The best task management system is the one that requires the least amount of maintenance / user input to function well. Pick the one that works for you with least amount of effort.
As an experienced Project Manager/Scheduler, I can tell you this is a daunting task for most of us. There are so many unpredictable factors in planning human activities. It's much easier when it's physical work, like welding or painting, than it is for brain work, like programming or managing. I have come up with some general heuristic rules that I have found helpful, if not entirely accurate. It helps that in this case, you are scheduling only yourself. My experience is that the majority of people way overestimate what they can get done in any given amount of time, and the longer the amount of time, the more they overestimate. For example, most of us will overestimate what we can do in an hour by double what is realistic, but by triple what we can do in a week. More than that in a month.
One of the major factors in estimating you work output is to what extent your time is your own. When I had my own Project Management consulting business, it was much easier because I alone determined what my priorities were, and what activities I allowed to interrupt my work. I could stay focused on a single tasks for hours on end, even days. Other than that 10 years, I've worked for others, and that is far more challenging. Someone else "owns" my time, so I have little or no control over my priorities. My boss or her boss or a number of others can, and do, interrupt me at will, and my job requires me to respond. Ergo, meaningful time estimates are difficult, if not downright impossible, to get. I've used two different approaches to deal with this kind of uncertainty.

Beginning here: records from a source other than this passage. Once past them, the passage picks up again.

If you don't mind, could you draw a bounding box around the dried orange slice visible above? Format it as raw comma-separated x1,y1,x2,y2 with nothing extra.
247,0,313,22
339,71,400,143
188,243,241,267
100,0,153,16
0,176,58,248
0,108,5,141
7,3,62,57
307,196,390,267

The first approach is the quantifiable method, which requires that I estimate the time it will take to do each task, as others have suggested, using the Length field in TD. For more serious projects with multiple resources, scheduling software, like MS Project, is a necessity. Even then, it only works well when you have dedicated resources (resources assigned full time to the project, not being constantly "borrowed" for other non-project tasks).
A good rule-of-thumb for estimating durations is if you have done it many times before, estimate how long you think it will take a double that time for your estimate. Even things you know how to do are subject to unforseen issues and problems. If it's something you don't know how to do, make your best estimate and multiply it by five. That's right, five! DO NOT go by the very common "Dilbert's Boss" method of estimating, which is that "anything I don't know how to do must be easy". Silly, yes, but exactly how many managers, with no experience whatever in doing what their subordinates do, estimate durations and set target dates. (By the way, I ran across another experienced scheduler's article on this subject some years ago, and he had come to the same heuristics as I had completely independently, verifying my own factors.)
Any quantifiable method will take a fair amount of your time, and the scheduling itself should be factored into you plan.
In the kind of work that I do now, there is no point in estimating. I have no control over my time, and I'm at the mercy (very limited :) of my boss and numerous others. The only deadlines I set now are the ones set by my boss, or occasionally others, or the few I set when I promise something I know is urgent, and am willing to put other work aside for a short while. Of course, I'm older now, and I accept the fact that there is a continuous flow of work here, and that I can only do so much in the time allotted. I've become like the proverbial duck, and wake up in a new world each morning when I arrive at work. I try not to worry about how much I can get done each day, I just do what I can, which I call the qualitative approach. Or just an old man's way.
Best of luck in your pursuit of control over your time! :)
This message was edited Jun 06, 2016.
These are very valuable insights and tips, thanks for sharing!